Makanya, saya tidak memberikan tontonan kepada anak-anak saya yang dialognya didubing. Biarkan saja bahasanya tetap bahasa Rusia, Jepang, Inggris, Korea, Perancis, Malaysia, dan India. Rata-rata tontonan anak-anak saya bisa dimengerti tanpa harus mendengarkan dialognya. Karena yang kami berikan adalah tontonan yang sederhana. Kalau ada dialog yang agak susah, kami terjemahkan atau carikan subtitlenya. Kalau kami tidak tahu bahasanya, dikira-kira saja, "Sepertinya ini yang dimaksud."

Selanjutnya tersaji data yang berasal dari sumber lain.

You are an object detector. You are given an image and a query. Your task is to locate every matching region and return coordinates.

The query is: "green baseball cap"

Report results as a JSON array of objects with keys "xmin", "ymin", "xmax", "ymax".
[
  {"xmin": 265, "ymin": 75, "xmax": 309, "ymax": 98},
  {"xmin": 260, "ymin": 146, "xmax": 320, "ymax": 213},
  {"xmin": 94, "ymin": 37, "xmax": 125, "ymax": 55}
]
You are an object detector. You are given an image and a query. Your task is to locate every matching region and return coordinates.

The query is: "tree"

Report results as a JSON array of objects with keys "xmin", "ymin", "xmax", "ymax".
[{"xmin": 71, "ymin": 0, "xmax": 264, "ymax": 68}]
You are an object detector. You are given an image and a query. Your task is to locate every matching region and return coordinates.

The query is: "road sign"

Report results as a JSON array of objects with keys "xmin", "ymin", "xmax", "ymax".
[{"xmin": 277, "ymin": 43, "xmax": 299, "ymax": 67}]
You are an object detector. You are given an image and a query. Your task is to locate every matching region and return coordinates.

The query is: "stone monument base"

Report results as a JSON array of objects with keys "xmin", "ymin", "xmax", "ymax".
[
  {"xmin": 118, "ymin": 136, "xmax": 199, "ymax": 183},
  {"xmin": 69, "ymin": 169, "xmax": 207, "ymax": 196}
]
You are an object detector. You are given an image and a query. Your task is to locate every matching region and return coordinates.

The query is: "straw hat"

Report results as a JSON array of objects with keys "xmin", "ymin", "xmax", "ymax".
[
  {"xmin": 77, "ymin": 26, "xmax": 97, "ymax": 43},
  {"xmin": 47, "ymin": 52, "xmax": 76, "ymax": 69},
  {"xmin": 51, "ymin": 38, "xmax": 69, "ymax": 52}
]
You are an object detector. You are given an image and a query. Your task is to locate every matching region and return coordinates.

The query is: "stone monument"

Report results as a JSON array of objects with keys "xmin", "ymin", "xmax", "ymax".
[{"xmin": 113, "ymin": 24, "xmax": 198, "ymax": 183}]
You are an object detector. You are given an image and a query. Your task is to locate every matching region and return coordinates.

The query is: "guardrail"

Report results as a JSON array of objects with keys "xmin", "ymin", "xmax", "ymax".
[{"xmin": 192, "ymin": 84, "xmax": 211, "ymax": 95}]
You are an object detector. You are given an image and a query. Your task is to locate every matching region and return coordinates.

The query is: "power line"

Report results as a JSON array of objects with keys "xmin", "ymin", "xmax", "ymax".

Selain mendapatkan pesan positif dari sebuah tontonan, saya juga ingin anak-anak saya tahu bahwa sebuah tontonan yang baik bukan hanya dari segi cerita, tapi juga dari bahasa, musik, dan penataan animasinya.

Tapi, kalau hanya memikirkan keluarga, tidak masalah ya saya berkata "Dubbing itu tidak perlu!". Tapi saat melihat masyarakat, banyak anak-anak yang dilepas orangtuanya di depan TV tanpa didampingi, bagaimana mereka bisa menikmati tontonan dengan berbagai macam bahasa asing ya?

Aih, pelik juga ya masalah dubbing, harus juga memikirkan:
- anak-anak yang tidak didampingi orangtua saat menonton TV
- orang-orang dewasa yang kemampuan membaca teksnya kurang memadai
- kemampuan para dubber
- kurangnya tenaga ahli sutradara dubber
- juga peraturan-peraturan terkait dubbing.

Perlu banyak mengkaji lagi. Namun satu hal yang ingin saya tekankan, sebuah karya film tidak hanya dinikmati soal visualisasi saja, tapi indahnya bahasa yang dituturkan oleh penutur aslinya juga perlu untuk dinikmati. Bahasa itu indah. Bagaimana anak-anak bisa mengerti bahwa di dunia ini bahasa itu banyak sekali dan semuanya indah!